What makes this worse is that the people who like to insist on the Bible being the absolute and only source of truth is that they actually mean their reading of the Bible. They will deny it, of course. Some like to claim that they don't interpret at all "we just take it as it is", but that is nonsense. It's impossible to read the Bible without interpreting, and even groups that claim to be literalist often get into arguments about what passages really mean. For that matter the way those groups understand scriptures have changed a great deal through history.

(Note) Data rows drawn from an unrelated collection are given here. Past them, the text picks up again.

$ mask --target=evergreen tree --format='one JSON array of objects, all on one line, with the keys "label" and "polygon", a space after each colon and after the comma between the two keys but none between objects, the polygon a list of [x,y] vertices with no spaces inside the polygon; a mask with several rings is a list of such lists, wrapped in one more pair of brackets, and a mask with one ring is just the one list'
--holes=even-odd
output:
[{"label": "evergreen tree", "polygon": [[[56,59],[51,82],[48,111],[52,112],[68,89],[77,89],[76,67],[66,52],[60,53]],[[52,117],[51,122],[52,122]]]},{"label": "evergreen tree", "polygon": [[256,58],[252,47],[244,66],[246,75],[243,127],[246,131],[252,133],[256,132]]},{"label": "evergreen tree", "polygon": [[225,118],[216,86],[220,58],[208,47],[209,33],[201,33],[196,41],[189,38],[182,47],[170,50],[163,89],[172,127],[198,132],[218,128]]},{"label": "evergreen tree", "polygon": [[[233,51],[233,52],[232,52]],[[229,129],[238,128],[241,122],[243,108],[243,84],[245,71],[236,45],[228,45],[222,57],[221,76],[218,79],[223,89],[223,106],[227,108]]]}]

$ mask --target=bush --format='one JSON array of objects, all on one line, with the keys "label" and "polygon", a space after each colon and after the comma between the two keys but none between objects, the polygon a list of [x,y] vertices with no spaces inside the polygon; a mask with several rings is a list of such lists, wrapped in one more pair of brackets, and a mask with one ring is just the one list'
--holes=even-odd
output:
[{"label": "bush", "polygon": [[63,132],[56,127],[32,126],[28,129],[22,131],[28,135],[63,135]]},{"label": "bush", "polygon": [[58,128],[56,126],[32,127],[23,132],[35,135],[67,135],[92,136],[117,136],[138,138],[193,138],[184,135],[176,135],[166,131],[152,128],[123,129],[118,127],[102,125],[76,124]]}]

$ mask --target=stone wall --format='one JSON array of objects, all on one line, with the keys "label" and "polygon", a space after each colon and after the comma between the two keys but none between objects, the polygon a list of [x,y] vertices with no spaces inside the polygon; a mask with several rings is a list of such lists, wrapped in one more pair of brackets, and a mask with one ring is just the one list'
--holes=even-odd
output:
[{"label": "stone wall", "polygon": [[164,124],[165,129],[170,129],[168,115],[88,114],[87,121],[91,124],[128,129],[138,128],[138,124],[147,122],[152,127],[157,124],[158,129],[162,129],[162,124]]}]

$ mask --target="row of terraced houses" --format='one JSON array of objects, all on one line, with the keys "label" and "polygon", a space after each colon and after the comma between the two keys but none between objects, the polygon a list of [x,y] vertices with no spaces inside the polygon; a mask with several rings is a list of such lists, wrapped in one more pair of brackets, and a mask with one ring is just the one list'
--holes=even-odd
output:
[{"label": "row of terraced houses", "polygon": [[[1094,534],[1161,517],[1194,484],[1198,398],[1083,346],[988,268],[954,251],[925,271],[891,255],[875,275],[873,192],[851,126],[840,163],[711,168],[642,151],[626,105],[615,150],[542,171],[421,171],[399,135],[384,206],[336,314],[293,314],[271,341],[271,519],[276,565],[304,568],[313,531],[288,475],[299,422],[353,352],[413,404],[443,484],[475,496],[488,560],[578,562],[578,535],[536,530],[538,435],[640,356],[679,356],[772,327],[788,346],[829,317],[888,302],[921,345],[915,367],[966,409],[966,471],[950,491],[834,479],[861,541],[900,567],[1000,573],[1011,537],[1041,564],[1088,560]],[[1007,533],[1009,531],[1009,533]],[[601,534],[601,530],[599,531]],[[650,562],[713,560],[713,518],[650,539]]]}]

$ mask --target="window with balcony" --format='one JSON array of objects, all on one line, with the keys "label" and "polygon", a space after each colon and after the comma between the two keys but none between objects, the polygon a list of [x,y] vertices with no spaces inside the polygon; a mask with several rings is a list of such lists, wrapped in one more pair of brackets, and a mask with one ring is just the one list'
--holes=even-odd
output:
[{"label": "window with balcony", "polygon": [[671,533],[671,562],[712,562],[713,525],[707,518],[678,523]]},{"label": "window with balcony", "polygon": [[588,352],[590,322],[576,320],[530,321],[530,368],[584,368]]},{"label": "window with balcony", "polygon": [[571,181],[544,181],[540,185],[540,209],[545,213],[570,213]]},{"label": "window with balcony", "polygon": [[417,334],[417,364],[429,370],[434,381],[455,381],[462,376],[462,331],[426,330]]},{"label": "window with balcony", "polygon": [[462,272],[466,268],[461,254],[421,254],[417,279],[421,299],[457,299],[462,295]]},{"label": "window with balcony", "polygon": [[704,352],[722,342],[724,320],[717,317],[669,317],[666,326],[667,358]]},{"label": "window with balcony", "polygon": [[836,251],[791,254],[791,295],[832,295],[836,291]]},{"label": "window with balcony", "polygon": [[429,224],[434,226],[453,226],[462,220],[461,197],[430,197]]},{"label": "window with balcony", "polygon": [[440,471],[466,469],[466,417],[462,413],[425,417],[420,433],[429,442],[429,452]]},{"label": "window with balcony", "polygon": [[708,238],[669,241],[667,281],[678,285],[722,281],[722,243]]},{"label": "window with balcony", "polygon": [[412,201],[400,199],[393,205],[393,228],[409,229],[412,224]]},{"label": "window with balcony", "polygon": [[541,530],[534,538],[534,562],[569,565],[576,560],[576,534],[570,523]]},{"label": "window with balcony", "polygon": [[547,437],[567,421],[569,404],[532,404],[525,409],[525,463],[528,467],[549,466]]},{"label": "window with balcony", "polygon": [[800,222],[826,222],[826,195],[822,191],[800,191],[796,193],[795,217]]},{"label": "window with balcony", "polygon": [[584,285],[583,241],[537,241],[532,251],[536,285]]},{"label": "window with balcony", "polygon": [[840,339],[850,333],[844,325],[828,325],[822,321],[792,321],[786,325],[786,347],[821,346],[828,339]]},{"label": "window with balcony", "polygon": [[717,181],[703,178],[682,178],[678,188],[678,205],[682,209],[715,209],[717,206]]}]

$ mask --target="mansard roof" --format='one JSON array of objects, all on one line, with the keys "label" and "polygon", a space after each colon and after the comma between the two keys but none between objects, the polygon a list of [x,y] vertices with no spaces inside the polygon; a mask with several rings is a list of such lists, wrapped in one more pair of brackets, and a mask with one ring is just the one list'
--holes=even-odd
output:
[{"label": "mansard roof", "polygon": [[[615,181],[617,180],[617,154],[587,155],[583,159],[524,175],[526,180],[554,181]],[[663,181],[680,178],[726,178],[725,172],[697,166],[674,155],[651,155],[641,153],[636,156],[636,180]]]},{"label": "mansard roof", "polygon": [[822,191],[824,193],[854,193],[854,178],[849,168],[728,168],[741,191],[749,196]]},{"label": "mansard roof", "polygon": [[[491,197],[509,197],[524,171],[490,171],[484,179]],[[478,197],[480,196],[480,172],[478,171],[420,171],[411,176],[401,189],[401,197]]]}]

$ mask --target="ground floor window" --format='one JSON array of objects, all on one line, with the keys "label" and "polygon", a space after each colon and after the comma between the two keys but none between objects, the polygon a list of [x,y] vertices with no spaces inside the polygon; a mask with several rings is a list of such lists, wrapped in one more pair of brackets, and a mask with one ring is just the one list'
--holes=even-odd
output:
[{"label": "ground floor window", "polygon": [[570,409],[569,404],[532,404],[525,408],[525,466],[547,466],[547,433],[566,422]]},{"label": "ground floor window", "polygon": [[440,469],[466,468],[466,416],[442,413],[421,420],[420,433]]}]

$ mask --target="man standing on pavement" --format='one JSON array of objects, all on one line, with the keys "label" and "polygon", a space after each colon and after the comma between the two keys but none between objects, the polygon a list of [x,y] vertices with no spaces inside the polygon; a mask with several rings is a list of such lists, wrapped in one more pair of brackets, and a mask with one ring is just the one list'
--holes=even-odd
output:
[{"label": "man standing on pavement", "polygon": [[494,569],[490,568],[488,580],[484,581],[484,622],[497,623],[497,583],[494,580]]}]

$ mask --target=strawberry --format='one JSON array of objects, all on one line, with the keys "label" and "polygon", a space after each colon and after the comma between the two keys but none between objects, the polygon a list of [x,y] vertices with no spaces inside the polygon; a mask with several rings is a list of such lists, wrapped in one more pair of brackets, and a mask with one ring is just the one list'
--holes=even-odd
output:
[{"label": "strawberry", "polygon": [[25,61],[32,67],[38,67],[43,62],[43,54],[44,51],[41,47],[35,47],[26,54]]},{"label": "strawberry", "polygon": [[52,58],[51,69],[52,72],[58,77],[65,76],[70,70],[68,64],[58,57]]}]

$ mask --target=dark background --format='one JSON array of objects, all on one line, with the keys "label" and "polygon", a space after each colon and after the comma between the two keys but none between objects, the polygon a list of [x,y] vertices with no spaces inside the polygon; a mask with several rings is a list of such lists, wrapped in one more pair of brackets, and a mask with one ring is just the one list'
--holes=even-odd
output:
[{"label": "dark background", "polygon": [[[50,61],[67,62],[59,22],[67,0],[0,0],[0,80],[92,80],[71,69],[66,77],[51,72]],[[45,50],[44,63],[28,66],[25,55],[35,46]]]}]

Human beings don't have the ability to read things "just as they are". The way we understand everything is influenced by the time and place we live in, the traditions that influence us, and even our own personalities. Any time a group says that the Bible is the complete truth, they are actually saying that their understanding of the Bible is the complete truth. In other words they have raised their understanding to the center of worship.
If it's dangerous to make the Bible your god, it's even more dangerous to make your interpretation your god.
To keep from falling into this trap, we do our best to keep our eyes and ears open for God everywhere. My church uses the motto, "God is still speaking". This takes scripture very seriously but reminds us that the fullness of God's wisdom and grace is too great to be fully contained in any single book. We are open to perceiving God's wisdom in the words of a talented authors, poets, songwriters, etc. We see God's glory reflected in the wonders of nature and the discoveries of science. God can speak to us using the words of Buddhists, Jews, Muslims, or Atheists.
That doesn't mean that we buy into popular culture wholesale. There are a lot of negative, destructive, un-Godly messages out there and everything has to be looked at faithfully and critically. But it does mean that we're not going to rubber stamp things as true because they're labeled 'Christian' or untrue because they don't have the ecclesial stamp of approval.
That's too lazy an approach for someone who is serious about exploring the truth that God has to offer.